Ok, so I’m going to use today as a learning experience and opportunity for growth and professional development by implementing a new rule. Effective immediately you don’t get to spend two weeks wringing your hands wondering why morale is in the shitter and then start scheduling meetings that don’t start until 6PM. Frankly there’s no better way to wreck whatever small satisfaction I manage to find in the work than making sure I don’t get home until 4 hours after I’m supposed to. It’s fine to preach the importance of balance and being laser focused on people, but if you don’t actually practice those things, I’m not sure why even bother talking about them. Nothing gives the lie to “taking care of people” like doing the opposite.
1. The speed at which you can go from hero to zero and back again. They say no one remembers all the good stuff you did past that one time you do something bad. That’s probably true enough. Good and bad, in my experience, are simply matters of perception though… and the whiplash between one person declaring you a shithead and the other proclaiming your glory is probably something I will never get use to. It’s a good thing we don’t have objective and standard measures of performance against which all things can be judged.
2. People always notice the big things. Tell people they have to work a double shift and that eight hours is as noticeable as a sore thumb. Let that same eight hours slip away in increments of 15 minutes here and 45 minutes there and no one seems to notice much. I notice, of course. I notice because I value my time more highly than just about any other commodity. If I were to start randomly showing up between 15 and 45 minutes late with no notice or explanation, it’s a fair bet suddenly that incremental time would start being important to more people than just me… and I’m feeling just passive aggressive enough to see about putting my pet theory to the test.
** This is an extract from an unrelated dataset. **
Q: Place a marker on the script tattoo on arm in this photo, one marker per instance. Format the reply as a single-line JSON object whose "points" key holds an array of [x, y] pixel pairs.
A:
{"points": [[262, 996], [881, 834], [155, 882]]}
3. Home maintenance. I bitch a lot about home ownership. With that said, I should note that I really do love the house I’m in. What’s grating on my nerves at the moment, though is the “systems maintenance” do loop I seem to be suck in at the moment. Water heaters, gutters, HVAC, sundry other appliances all need their fair share of attention – some more than others. As with every aspect of home ownership it always boils down to a simple matter of time and/or money. As both are in somewhat short supply at the moment, I hope I can be forgiven my slightly jaundiced view on the joy of home ownership at the moment.
Well, it’s Tuesday. I spent a small shit ton of money and burned off eight hours of vacation time.
I also learned an important thing. Usually I think of Tuesday as Monday Part 2. Usually it is annoying and I return home in something of a foul mood. Today there wasn’t a foul mood to be seen… and that despite the cash outflow and “wasted” time off.
The lesson here is that the issue really isn’t Tuesday. Turns out the foul mood isn’t generated by the day of the week, but rather what I’d normally spend that day of the week doing.
That’s good information to have… but begs the bigger question of what the hell I’m going to do about it.